Answer
$(-\infty,2)\cup(2,5)\cup(5,\infty)$.
$\frac{x}{x-5}$.
Work Step by Step
The domain of a rational function is the set of all real numbers from which we eliminate the zeros of the denominator.
$\Rightarrow f(x)=\frac{x^2-2x}{x^2-7x+10}$
In order to dteremine the zeros of the denominator we factor $x^2-7x+10$.
Rewrite the middle term $-7x$ as $-5x-2x$.
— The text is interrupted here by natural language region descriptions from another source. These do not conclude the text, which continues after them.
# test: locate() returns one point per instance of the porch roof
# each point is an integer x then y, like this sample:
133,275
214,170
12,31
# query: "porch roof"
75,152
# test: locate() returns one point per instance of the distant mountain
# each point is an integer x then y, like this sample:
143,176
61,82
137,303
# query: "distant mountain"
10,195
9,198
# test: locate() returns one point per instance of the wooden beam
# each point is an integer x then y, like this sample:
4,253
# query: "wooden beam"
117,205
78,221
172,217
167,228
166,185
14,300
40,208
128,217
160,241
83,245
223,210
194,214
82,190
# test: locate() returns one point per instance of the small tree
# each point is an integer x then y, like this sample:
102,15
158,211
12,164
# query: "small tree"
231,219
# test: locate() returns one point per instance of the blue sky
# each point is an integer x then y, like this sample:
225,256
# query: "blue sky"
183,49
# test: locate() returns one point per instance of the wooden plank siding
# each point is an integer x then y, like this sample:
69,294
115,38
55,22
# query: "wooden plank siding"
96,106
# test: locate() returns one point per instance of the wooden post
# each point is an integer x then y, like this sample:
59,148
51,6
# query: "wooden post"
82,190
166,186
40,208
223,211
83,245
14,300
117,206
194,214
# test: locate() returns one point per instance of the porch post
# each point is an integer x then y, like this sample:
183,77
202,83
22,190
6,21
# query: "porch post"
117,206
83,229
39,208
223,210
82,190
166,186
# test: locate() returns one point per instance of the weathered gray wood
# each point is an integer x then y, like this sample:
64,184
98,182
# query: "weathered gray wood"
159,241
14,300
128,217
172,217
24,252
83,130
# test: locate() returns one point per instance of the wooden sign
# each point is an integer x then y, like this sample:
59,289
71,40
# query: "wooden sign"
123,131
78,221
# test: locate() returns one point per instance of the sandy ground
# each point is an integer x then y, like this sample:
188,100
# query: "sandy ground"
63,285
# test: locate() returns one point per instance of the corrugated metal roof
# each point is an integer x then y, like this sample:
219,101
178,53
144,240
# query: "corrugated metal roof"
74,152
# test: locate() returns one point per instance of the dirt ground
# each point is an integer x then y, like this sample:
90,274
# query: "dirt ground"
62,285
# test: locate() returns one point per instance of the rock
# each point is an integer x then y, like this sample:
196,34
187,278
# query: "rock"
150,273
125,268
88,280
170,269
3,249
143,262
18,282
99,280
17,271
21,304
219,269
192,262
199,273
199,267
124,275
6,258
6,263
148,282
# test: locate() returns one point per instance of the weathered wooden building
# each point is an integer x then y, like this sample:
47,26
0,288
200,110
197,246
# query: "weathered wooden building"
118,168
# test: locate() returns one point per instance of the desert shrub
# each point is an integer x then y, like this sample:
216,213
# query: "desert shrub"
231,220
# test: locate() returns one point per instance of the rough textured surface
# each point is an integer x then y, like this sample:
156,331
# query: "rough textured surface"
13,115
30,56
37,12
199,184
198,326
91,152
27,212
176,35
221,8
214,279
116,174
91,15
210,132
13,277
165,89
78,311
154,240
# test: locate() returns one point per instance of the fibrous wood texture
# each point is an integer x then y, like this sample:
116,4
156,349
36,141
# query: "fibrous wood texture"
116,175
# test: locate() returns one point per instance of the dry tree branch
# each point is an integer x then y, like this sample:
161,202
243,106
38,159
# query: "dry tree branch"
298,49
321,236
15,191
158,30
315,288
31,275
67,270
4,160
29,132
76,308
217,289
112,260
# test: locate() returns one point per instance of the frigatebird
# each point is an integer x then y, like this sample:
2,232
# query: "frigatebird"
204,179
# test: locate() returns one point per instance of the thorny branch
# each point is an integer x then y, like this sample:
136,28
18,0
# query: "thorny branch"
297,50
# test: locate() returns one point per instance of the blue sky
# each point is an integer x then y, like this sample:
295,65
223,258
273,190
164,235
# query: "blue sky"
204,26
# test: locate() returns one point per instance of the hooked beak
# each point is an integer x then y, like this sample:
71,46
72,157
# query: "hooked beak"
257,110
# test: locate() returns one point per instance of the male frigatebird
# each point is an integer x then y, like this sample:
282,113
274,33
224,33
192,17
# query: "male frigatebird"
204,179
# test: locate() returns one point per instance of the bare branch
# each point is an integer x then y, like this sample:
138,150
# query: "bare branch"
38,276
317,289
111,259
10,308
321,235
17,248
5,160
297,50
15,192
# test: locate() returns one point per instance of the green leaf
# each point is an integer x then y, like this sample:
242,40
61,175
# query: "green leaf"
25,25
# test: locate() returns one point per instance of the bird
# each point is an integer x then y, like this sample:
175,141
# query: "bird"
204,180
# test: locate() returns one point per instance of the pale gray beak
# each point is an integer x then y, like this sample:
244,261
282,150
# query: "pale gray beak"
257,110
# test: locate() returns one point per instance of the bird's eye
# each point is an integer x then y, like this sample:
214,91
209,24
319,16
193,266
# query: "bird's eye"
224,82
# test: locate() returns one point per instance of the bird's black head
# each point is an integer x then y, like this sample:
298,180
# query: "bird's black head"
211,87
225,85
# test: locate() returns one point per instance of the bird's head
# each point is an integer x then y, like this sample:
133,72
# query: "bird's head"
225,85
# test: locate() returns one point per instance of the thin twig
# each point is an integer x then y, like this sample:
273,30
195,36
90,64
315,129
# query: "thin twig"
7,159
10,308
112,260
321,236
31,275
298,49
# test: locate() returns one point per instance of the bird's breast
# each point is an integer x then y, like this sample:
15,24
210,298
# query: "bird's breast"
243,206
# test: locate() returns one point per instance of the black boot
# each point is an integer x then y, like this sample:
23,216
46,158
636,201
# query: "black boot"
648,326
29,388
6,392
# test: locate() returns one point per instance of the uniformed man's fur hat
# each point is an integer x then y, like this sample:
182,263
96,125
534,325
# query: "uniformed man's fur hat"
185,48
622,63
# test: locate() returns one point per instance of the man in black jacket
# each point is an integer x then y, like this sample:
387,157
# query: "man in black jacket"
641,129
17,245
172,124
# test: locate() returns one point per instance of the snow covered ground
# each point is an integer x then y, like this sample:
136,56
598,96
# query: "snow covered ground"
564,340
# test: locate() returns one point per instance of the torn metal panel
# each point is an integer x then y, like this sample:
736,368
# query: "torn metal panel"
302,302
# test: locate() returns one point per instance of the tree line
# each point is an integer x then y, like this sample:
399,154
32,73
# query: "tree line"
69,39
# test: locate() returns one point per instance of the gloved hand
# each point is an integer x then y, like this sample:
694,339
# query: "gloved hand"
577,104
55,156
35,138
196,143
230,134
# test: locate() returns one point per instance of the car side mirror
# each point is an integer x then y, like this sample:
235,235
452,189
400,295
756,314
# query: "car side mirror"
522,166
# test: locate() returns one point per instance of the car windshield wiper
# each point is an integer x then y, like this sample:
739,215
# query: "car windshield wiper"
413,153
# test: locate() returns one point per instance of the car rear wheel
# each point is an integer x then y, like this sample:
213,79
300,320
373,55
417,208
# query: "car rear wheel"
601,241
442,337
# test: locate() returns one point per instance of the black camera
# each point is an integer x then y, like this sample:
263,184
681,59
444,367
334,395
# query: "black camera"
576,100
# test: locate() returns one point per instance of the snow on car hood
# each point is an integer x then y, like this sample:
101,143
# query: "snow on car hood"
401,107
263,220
$\Rightarrow x^2-5x-2x+10$
Group the terms.
$\Rightarrow (x^2-5x)+(-2x+10)$
Factor each group.
$\Rightarrow x(x-5)-2(x-5)$
Factor out $(x-5)$.
$\Rightarrow (x-5)(x-2)$
Determine the zeros of the denominator:
$x-5=0$ or $x-2=0$
$x=5$ or $x=2$
The domain of the function is:
$(-\infty,2)\cup(2,5)\cup(5,\infty)$.
Back substitute into the given function.
$\Rightarrow f(x)=\frac{x^2-2x}{(x-5)(x-2)}$
Factor the numerator $x^2-2x$.
Factor out $x$.
$\Rightarrow x(x-2)$
Back substitute into the given function.
$\Rightarrow f(x)=\frac{x(x-2)}{(x-5)(x-2)}$
Cancel common terms.
$\Rightarrow f(x)=\frac{x}{x-5}$.
Observation: Even though the function can be written in simplified form, the domain is determined using the original form of the function as cancelling common factors is possible only if they are not zero.